This. This is hard.
It’s been a few weeks since my husband returned home from ten months in Afghanistan and some days it isn’t any easier than when he was gone. When I first saw him at the welcome home ceremony I cried. I cried a lot. I don’t think I ever allowed myself to feel the real weight of his absence. But once I saw him again all that stress, fear, and exhaustion let loose.
And I thought it was over.
But it’s not, not even close.
People keep asking me how he’s doing. Has he changed?
Yes. No. I don’t know. I don’t know how he feels. I don’t think we can ever really know how another person feels.
I know I’ve changed. It’s been ten months, of course I’ve changed. How could I not? I’ve had to adjust to his absence so I’ve changed how I parent. The way our household functions has changed. It had to because there was only one person to do the work of two, but also because of the natural progression of life. Kids change constantly they’ve gone through complete phases of development while he was gone. He never saw it and I couldn’t possibly explain it to him. It just is.
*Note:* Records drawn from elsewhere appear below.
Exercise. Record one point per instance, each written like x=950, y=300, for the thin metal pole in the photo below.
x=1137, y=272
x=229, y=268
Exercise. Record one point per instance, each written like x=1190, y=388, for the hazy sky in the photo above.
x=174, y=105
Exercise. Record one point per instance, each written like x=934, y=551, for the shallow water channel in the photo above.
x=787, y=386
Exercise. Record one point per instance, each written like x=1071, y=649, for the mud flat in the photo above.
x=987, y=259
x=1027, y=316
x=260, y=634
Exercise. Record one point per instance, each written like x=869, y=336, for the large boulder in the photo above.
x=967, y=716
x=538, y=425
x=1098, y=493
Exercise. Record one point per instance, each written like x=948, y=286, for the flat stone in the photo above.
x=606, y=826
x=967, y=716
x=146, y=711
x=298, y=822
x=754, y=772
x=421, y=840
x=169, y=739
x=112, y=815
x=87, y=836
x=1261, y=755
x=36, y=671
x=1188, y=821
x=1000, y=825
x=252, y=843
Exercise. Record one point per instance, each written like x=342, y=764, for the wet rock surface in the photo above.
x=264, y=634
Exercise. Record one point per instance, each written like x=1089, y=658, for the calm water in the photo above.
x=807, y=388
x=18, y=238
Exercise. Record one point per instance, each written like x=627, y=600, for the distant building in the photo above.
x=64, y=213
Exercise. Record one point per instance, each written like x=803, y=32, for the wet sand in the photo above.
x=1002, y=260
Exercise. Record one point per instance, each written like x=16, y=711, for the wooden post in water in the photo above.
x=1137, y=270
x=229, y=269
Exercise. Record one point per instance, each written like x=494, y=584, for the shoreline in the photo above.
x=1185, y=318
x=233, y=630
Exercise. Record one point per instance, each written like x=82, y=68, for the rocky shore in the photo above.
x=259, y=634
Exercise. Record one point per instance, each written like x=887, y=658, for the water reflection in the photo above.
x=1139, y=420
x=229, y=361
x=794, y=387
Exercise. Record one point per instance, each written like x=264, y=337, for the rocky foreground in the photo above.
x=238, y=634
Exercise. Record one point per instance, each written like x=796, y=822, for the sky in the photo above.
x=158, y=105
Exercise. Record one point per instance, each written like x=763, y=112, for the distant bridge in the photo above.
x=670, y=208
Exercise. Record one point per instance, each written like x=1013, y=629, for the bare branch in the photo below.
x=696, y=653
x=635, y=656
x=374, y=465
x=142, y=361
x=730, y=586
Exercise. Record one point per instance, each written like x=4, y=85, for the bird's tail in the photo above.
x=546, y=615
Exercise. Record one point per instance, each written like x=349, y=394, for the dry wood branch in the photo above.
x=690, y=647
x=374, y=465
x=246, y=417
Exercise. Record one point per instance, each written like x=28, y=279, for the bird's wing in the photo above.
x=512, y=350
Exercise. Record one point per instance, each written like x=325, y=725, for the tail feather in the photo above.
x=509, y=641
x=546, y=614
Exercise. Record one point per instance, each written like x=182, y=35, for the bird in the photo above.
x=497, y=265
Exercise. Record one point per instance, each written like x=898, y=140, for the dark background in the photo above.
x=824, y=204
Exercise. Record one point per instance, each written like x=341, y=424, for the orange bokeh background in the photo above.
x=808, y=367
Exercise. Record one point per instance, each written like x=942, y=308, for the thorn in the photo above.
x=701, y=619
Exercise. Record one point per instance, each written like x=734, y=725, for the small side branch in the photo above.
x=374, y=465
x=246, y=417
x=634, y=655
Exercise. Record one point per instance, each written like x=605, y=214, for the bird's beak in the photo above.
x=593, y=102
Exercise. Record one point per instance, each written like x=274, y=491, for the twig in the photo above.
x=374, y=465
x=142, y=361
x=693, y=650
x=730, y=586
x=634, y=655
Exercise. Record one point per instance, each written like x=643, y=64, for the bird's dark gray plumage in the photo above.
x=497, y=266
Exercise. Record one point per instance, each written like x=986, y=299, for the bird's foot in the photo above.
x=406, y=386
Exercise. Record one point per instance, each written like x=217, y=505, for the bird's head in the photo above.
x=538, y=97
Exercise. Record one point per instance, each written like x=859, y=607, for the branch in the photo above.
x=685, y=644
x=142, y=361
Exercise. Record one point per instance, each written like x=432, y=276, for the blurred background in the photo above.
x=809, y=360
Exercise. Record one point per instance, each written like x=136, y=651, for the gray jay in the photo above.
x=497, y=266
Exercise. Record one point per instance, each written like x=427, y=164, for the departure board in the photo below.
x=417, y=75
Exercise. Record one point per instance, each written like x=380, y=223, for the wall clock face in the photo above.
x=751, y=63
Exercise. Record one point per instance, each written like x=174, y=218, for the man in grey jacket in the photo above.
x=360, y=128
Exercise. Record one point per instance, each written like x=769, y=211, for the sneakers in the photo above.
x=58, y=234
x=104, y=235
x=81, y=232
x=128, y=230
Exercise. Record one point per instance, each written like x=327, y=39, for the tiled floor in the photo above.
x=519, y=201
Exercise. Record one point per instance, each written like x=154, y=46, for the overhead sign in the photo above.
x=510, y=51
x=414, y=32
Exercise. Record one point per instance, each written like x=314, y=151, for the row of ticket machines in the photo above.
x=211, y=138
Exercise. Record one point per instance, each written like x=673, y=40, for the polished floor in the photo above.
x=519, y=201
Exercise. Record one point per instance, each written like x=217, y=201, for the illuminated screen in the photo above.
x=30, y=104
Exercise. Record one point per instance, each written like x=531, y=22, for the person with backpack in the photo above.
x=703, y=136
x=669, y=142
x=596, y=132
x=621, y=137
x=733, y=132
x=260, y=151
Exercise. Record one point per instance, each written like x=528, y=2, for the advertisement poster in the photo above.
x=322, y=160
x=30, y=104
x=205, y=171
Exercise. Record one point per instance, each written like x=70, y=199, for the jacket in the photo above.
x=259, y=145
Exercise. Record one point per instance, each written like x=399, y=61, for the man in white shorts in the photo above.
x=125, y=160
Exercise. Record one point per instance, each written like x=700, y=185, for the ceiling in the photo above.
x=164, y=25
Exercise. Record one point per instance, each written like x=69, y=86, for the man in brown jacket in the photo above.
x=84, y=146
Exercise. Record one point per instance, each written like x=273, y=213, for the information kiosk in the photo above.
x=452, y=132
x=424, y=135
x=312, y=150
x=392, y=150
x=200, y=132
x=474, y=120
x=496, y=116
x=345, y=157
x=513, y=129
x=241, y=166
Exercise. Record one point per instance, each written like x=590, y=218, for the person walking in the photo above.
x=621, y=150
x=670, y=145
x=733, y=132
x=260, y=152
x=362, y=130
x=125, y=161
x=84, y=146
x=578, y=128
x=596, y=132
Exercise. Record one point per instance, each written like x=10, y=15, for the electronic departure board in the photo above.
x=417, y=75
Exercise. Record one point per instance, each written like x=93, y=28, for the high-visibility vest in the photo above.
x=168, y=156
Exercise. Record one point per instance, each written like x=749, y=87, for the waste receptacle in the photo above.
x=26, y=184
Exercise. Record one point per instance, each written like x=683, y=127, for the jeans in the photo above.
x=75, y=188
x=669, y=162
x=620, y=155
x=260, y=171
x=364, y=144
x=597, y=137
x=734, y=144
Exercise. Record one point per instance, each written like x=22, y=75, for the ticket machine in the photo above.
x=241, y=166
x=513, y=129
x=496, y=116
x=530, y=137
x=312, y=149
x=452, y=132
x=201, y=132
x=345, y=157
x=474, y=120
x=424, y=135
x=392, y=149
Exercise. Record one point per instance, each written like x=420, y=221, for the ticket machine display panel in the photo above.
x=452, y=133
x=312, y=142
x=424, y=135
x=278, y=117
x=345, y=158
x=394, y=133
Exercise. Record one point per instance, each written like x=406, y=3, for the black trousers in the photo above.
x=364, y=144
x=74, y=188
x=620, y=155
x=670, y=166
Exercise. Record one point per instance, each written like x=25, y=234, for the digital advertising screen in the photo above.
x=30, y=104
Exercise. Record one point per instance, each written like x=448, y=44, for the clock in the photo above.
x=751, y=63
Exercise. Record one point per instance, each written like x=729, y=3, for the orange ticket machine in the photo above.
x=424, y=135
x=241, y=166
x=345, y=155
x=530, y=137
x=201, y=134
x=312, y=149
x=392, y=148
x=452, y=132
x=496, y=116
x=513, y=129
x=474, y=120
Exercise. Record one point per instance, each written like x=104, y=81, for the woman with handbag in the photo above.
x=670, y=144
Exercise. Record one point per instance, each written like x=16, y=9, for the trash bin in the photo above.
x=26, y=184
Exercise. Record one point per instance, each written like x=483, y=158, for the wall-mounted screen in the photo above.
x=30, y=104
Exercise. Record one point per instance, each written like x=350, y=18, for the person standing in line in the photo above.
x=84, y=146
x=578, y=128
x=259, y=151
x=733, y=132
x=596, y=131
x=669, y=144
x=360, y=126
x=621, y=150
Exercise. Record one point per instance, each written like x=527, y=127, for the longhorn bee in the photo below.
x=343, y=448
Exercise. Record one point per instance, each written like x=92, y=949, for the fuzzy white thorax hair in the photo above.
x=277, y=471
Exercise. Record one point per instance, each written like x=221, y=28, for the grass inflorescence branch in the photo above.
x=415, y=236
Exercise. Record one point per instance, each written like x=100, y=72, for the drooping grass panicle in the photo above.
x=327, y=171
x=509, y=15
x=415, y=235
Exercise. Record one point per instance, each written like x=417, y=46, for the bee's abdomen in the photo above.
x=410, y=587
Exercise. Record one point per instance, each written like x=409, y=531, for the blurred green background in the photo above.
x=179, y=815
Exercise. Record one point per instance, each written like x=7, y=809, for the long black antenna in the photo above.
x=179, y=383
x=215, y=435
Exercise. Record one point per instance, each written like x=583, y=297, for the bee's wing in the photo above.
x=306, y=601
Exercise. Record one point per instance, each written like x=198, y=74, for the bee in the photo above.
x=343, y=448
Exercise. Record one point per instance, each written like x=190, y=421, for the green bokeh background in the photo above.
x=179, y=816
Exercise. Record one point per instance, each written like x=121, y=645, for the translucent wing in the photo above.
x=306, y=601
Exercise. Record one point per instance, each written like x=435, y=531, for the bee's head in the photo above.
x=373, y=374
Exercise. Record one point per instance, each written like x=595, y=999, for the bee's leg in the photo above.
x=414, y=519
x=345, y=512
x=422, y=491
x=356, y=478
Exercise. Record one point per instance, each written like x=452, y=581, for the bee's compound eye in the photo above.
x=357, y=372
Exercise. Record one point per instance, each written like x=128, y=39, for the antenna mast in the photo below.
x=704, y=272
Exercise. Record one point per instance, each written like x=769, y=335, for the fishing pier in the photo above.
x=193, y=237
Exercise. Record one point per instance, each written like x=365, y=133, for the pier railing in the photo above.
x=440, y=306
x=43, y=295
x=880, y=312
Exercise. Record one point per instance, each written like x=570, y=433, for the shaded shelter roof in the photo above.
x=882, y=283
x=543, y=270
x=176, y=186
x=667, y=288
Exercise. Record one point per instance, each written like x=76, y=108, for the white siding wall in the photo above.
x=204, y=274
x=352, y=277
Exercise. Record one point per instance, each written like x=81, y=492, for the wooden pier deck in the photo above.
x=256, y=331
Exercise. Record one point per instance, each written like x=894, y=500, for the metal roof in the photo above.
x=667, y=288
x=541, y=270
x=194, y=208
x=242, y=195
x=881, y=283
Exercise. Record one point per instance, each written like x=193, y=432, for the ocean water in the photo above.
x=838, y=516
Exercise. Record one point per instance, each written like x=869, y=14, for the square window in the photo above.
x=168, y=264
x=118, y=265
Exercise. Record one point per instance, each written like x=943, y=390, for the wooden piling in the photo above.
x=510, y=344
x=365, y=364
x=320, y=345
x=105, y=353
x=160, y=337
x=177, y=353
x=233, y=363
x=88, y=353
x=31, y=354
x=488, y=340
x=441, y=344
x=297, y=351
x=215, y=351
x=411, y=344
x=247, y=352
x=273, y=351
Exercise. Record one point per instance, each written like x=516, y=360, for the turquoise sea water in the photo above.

My closest friends have become sisters who have weathered the storms of deployment together. I still need them and I miss them now that we spend less time together. I’ve said goodbye to best friends. I’ve made new friends and walked away from friendships that were once meaningful to me.
I’ve explored Alaska on my own. I’ve played travel guide by myself. I trained for and completed a half-marathon. Along the way learning that I can do things I never thought I could.
I don’t want to let go of the things I’ve learned about myself. I have to figure out how he fits back into this new picture of me. Of our family. I have to do that without making him feel like I don’t need him.
Because I do need him. I love him. I love whatever version of him has returned home.
But it’s hard.
There’s no getting “back to normal.” There’s no normal. We’re in flux. It seems like we will be this way for a long time, perhaps another 10 months. Another cycle of life.
Only this time we’ll go through it together. I think that’s the only way to get to something that resembles normal.